Most employment contracts are considered at-will. Therefore, the employer may have you sign a contract specifying some terms regarding the position, but this does not limit the employer from firing you without any cause or reason. However, even if it is an at- will employment, an employer cannot fire you for discrimination, relatalition, whistle- blowing and or public policy violations. 

Some employment contracts do limit the ability of the employer to fire the employee without any reason and can impose penalties for the employer if the employee is terminated early. This would be something to look for in the contract provisions and determine if there is any limitation to the employer or employee. 

What if the Employment Contract is Breached?

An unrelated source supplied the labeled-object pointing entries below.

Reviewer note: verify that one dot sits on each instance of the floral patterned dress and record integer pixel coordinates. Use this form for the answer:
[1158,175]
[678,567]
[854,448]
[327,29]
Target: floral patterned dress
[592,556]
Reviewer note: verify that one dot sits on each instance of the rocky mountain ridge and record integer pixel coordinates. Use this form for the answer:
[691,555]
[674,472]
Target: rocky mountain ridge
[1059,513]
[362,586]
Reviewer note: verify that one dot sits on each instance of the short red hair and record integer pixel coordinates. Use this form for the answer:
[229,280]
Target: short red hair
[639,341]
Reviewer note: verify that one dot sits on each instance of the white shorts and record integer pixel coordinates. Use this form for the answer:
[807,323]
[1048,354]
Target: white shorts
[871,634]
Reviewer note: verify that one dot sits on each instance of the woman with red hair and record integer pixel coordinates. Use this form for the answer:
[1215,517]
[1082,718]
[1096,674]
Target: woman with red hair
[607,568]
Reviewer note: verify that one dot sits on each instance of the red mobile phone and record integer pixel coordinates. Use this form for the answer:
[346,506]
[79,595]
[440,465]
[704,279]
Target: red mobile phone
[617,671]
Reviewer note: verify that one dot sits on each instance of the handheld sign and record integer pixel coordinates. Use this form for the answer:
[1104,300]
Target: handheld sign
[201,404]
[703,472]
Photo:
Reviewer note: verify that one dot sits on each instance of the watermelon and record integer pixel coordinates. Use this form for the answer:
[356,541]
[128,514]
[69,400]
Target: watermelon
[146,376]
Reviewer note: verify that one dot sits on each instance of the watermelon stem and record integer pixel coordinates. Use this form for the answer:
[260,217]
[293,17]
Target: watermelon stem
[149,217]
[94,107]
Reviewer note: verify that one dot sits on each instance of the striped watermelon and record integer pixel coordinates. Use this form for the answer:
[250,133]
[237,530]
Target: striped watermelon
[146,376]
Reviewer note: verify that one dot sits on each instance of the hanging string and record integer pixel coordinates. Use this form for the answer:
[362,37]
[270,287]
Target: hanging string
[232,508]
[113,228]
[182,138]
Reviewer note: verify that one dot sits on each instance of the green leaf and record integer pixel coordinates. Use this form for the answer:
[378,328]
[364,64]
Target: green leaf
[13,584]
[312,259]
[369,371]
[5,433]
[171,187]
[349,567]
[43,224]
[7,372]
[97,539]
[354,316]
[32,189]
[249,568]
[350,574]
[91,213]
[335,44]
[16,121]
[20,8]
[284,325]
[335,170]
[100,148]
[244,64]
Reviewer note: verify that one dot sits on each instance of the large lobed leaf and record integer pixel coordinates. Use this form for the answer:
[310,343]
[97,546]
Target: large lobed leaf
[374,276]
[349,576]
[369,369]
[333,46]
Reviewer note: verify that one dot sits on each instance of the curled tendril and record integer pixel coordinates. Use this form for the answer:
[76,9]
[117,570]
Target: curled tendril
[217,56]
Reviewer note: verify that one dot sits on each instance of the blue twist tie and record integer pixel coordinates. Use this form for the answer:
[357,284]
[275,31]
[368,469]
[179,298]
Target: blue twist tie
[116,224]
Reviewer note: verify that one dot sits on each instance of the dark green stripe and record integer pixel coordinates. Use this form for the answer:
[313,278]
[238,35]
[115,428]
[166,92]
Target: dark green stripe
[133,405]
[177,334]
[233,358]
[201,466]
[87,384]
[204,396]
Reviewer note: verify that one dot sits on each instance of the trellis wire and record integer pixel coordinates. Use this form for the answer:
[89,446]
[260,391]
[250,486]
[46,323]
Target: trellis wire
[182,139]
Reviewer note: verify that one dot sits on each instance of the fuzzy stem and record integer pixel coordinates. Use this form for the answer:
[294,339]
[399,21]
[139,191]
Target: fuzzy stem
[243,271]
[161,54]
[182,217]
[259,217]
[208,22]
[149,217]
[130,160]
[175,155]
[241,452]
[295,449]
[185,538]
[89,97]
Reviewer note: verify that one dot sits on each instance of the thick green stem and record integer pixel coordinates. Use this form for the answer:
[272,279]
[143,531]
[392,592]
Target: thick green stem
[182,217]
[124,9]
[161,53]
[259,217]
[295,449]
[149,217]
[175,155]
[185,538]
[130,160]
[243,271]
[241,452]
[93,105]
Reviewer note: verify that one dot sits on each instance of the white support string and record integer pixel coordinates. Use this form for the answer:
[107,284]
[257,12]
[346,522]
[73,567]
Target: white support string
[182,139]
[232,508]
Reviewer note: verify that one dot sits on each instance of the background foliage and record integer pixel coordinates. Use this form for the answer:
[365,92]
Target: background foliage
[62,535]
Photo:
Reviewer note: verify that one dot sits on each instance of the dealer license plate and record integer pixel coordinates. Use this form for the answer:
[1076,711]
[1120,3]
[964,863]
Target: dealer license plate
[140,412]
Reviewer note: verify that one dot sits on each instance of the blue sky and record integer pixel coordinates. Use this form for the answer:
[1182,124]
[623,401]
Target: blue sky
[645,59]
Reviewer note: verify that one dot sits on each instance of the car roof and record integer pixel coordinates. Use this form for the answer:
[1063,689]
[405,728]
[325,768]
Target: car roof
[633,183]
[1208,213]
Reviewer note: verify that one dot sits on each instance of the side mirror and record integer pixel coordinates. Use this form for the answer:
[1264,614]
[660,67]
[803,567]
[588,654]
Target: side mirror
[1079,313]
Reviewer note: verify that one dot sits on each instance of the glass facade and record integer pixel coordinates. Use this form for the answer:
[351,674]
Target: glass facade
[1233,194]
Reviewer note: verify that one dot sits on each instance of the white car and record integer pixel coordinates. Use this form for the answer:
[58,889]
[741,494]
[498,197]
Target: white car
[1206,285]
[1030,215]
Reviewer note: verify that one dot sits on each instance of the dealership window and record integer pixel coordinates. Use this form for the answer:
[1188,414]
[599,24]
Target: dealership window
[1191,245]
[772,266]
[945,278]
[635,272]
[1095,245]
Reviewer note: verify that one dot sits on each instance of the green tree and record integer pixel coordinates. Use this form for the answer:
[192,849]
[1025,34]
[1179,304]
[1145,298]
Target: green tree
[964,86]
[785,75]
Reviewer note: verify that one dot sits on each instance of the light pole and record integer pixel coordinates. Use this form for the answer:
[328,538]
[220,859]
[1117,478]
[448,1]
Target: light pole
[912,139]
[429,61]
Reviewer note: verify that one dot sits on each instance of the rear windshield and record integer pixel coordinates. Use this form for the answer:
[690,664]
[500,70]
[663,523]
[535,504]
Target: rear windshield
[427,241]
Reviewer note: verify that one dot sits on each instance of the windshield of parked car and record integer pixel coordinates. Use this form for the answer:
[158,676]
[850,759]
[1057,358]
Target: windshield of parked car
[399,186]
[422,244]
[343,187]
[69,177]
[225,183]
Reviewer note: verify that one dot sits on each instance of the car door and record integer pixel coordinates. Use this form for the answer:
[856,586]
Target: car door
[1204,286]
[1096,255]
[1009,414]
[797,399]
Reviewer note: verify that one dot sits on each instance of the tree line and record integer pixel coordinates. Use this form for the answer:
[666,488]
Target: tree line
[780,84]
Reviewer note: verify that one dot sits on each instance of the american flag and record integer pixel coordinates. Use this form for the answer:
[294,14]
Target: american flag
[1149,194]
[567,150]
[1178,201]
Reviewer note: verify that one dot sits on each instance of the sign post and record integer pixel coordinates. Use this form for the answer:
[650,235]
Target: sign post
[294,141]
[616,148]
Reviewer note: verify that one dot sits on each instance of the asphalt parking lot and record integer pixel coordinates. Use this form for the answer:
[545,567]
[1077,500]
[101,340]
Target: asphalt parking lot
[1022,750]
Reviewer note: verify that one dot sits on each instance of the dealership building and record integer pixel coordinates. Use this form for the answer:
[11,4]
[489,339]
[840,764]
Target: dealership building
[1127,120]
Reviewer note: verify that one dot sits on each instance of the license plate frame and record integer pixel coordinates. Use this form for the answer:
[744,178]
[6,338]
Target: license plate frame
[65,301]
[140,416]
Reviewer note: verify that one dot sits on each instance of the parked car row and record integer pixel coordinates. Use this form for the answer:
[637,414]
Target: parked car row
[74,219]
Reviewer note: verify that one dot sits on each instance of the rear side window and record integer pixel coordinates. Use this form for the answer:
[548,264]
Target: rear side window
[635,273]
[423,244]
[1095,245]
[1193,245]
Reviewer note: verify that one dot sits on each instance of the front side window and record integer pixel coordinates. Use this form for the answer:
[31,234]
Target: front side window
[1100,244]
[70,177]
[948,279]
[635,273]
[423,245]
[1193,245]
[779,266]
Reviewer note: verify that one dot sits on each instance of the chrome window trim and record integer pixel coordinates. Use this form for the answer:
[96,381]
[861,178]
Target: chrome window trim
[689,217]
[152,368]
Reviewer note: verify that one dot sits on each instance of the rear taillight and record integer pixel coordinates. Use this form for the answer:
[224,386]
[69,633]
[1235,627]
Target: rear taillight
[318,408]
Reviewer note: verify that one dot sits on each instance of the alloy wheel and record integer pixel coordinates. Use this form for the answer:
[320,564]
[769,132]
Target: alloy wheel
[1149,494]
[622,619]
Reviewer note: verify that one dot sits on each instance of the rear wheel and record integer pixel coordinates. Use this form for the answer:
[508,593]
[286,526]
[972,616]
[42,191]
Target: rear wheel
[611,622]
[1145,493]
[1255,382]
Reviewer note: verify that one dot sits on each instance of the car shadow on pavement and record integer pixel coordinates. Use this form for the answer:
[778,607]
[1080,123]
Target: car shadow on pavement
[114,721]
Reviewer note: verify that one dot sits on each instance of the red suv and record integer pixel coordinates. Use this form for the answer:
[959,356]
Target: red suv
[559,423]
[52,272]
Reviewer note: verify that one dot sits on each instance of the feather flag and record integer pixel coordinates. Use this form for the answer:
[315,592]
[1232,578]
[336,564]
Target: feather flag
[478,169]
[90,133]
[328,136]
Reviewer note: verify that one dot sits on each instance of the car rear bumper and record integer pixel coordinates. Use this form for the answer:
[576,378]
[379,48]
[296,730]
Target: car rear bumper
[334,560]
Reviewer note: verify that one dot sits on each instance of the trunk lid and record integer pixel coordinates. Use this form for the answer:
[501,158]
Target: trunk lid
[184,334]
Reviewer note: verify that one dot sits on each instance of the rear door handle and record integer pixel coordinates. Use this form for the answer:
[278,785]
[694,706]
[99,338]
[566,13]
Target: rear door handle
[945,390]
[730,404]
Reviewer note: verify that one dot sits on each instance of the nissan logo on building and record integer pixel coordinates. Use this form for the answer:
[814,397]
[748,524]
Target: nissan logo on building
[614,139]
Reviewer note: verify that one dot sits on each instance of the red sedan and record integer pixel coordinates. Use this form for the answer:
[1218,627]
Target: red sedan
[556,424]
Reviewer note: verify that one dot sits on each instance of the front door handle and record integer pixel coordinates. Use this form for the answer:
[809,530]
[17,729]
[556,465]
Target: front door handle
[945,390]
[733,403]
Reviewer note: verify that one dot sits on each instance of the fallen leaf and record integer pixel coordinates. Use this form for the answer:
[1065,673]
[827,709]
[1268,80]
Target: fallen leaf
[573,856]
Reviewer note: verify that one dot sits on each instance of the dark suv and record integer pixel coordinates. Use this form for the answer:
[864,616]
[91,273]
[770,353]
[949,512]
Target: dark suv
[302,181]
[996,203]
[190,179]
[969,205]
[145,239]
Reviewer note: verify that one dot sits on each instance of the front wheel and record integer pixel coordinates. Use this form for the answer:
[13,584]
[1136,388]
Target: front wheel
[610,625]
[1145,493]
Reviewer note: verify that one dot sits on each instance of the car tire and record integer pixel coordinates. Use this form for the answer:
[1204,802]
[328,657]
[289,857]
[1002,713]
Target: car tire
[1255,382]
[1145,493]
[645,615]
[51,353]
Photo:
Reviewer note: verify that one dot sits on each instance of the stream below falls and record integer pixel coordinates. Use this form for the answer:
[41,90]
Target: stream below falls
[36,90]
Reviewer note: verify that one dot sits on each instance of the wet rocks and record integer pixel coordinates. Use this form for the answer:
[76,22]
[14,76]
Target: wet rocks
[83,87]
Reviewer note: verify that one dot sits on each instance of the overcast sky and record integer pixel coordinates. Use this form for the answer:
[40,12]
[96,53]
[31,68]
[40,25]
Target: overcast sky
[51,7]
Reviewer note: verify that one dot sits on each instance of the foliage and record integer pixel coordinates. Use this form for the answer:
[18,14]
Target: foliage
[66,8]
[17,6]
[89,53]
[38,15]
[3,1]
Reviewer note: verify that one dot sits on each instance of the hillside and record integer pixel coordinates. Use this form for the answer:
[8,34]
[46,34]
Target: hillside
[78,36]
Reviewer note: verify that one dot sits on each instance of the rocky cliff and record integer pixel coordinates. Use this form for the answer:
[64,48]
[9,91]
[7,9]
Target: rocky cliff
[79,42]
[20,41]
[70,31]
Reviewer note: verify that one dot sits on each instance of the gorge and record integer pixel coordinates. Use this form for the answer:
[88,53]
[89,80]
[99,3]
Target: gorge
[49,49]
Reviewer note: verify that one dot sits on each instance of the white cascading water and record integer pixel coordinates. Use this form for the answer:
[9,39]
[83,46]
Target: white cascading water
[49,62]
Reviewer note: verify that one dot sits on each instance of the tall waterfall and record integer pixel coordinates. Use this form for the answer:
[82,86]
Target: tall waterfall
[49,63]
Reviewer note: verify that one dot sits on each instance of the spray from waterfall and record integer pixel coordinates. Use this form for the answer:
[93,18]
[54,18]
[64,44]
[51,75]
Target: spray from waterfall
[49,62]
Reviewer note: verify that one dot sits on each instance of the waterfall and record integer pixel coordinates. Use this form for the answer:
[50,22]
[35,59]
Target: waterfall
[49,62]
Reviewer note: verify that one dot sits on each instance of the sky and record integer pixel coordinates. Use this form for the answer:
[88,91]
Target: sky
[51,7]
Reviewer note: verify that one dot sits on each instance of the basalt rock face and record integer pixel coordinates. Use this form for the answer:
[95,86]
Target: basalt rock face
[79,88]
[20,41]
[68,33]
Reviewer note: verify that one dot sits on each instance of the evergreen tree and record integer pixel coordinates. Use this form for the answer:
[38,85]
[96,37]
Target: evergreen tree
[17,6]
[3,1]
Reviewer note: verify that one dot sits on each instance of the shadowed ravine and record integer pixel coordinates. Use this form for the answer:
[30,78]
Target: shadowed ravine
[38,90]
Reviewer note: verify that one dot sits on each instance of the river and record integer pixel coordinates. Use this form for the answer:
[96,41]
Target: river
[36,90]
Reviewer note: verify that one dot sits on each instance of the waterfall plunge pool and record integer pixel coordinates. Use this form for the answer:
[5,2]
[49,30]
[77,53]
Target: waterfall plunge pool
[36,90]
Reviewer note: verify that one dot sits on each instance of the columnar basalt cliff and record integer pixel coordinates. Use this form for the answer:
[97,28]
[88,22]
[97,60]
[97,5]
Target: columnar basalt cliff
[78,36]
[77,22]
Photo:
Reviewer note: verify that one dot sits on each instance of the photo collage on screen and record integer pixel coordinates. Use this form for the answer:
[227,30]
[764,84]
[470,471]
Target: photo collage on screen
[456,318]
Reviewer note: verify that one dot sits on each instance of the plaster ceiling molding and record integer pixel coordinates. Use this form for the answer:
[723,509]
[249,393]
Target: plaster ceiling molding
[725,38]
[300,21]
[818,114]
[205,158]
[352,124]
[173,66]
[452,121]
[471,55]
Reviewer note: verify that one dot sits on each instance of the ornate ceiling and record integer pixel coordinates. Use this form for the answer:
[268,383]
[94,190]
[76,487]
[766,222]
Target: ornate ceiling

If either the employer or employee does not meet the terms of the contract, it is considered a breach. For example, if the contract states that the employee must receive $105,000 as annual salary and the employer fails to meet that, it would be considered a breach. Also, if the employee signed to stay for a duration of two years with the company but decides to leave earlier this would be considered a breach of the contract. If there is a breach in the employment contract, there are defense available for the parties to seek remedies from. 

What are Some Defenses for a Breach of an Employment Contract?

If there is a breach in the employment contract, either party can use these defenses. Mistakes can be either mutual or unilateral. A mutual mistake means that both parties erred in the contract terms and the issue arises of whether or not a contract was even formed. Courts are reluctant to enforce the contract if the mistake drastically affects the subject matter of the contract.

 A unilateral mistake is made only by one of the parties and generally it is not a reason to void a contract (unless the other party knew or it had reason to know of the mistake; in such cases the court will likely not enforce it). Similarly, in the employment contracts mistake can be used as a common defense. 

Another defense for employment contracts is duress. It protects a party from being forced to enter into a contract through blackmail, threats of physical harm and other forms of force. Courts will not enforce the contract if there is an indication of any type of duress. 

Undue influence is a lesser force than duress. It is generally when one party exercises control over another person that causes them to get pressured. Usually, this occurs in fiduciary relationships, meaning a relationship among the family members, a trusted person or someone who is in the position of influence over that person. Courts tend to take a closer look at these relationships to determine whether to enforce the contracts between them. 

Additionally, unconscionability can be another defense to employment contracts. This applies when one party entered into a contract that is grossly unfair and they are wrongly induced into contracting. In general, this is seen in situations where one party has more bargaining power than the other. Therefore, the higher position party uses this to their advantage and contracts with them. However, courts will not validate this type of contract. 

Still another defense to contracts is misrepresentation. This usually occurs where one party errs in misrepresenting a material matter and the other party reasonably relies on it. However, fraud is more severe because a party intentionally misrepresents a material matter of the contract. It can also be an omission or concealment of the matter that made the other party contract. Courts will not enforce contracts as a result of fraudulent misrepresentation. 

Furthermore, an employer can turn to another defense called impossibility or impractical. Usually, in this situation one party is unable to perform the terms of the contract due to an event that makes it impossible. Courts will determine if the defense applies case by case basis and determine if there is truly an impossibility for the party to perform their obligations under the contract. 

Lastly, another defense that can be utilized in employment contracts is called frustration of purpose. Generally, this applies in situations where an unexpected event occurs or circumstances arise that frustrate the party’s purpose of entering into the contract. 

Should I Hire a Lawyer for Help with Breach of Contract Issues?

There are several defenses available to the breach of an employment contract. Therefore, if you are struggling to understand them or applying them to your situation, it would be wise to seek out an employment lawyer in your local state. States can vary in their employment laws and it would be useful to obtain more guidance on this to assist with your situation. If you think there has been a breach of the contract, research to determine what type of contract you signed with your employer and its content.